By now I was thinking, "Phew, that's one thing off the list" -- first international trip, check! I made my first trip abroad quite a big deal in my head; imagine starring in your own movie and have a soundtrack play for something as banal as a trip to the bathroom. My trip had a lot of soundtracks, and a lot of firsts, for me, at least. First movie this far away from and outside my country and my home; first bag of peanuts; first coffee; first bathroom break; first sleepless night; first feeling of panic... the list goes on and really isn't worth all the hoopla.
I made it to Soekarno Hatta Int’l Airport Cengkareng, relieved. I fixed for a friend to meet me there, and a skip and a hop after, I officially started what I came here to do - to not listen to the voices in my head so much, find my own centre of gravity, and so-what-if-I'm-broke-I-can-still-do-it kind of trip.
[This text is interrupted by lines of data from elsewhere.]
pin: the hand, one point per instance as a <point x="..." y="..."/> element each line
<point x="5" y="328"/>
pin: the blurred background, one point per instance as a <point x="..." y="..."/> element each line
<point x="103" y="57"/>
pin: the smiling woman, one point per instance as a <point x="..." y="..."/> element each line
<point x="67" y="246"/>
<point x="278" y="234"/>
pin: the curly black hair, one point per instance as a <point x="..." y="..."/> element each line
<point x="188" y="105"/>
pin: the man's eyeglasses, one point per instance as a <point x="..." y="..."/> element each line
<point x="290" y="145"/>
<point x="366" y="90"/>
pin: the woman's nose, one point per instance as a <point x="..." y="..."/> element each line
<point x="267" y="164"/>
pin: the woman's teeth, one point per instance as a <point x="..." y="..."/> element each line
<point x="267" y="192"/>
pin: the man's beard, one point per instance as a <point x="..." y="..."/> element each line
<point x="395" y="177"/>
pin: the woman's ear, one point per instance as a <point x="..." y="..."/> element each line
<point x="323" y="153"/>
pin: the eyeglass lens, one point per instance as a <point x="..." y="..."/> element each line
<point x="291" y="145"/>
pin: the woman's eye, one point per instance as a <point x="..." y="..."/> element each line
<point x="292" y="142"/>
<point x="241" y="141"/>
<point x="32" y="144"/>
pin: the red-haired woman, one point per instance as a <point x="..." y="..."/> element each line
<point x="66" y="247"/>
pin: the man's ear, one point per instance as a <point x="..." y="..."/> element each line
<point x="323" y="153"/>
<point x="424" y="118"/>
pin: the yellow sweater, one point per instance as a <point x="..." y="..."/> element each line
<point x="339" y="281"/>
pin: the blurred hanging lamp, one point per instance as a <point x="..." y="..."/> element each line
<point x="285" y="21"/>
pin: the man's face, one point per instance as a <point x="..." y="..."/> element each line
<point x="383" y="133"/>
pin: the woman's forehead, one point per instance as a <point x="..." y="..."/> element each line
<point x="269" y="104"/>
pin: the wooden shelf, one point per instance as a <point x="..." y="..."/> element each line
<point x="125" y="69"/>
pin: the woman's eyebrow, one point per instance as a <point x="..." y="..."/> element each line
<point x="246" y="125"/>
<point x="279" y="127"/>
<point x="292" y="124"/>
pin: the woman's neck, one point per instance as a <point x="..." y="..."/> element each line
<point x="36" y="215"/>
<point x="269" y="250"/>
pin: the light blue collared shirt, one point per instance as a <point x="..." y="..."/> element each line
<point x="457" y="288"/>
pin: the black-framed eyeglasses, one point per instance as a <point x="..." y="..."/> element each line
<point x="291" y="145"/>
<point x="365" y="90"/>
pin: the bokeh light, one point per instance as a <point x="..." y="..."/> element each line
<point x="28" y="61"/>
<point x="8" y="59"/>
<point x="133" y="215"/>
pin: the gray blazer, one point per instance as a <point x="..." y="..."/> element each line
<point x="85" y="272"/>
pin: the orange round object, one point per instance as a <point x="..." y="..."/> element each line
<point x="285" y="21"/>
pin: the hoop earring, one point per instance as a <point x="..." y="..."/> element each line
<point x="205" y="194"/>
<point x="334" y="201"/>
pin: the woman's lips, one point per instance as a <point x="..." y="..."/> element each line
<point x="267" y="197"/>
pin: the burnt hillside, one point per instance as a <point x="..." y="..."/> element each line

Apart from seeing some amazing sites, I also got to go snorkelling for the first, saw the first sting ray that swam pretty close to my foot enough for me to take a step back and get my foot cut on coral, oh, and, getting my foot cut on coral. (Psych!)
What I loved most about my first trip what how I found myself - I hold my self up pretty well, and boy, I'm amazed (at this point I'm nodding my heading, too). I also realised that people are more the same than they are different, and it's what great writers say to literature students, to get that sense of things you have to, at some point, immerse yourself in their life, but be careful so as not to lose yourself completely. I can now see why that was said. It's an almost immersive kind of magic potion that won't let go of its hold on you.
That said, I also learnt that first trips abroad aren't all they're cracked up to be. Sure, good company matters, but what also matters is to stop making things bigger than what they are, in your head. Any trip's going to be the best as long as you're able to lose yourself in that moment. My constant fretting didn't make me anymore zen, I assure you.
I did come back with a changed outlook on things, I was much calmer, and felt a more Buddha-version of myself than before. I realised that the only reason we do things is not to 'unlock rewards,' but to unlock our feeling, and just be happy. The funny part is, it took all that time and space away from home to realise that what you seek can be found anywhere and that travel is just one of those things that get you happiness.
What I hated was all the things I let get inside my head before. I have all those hours of journey to thank for that perspective.
Soon enough, happier still, I broke into my first bite of Rajma chawal and that's when I realised I was truly home.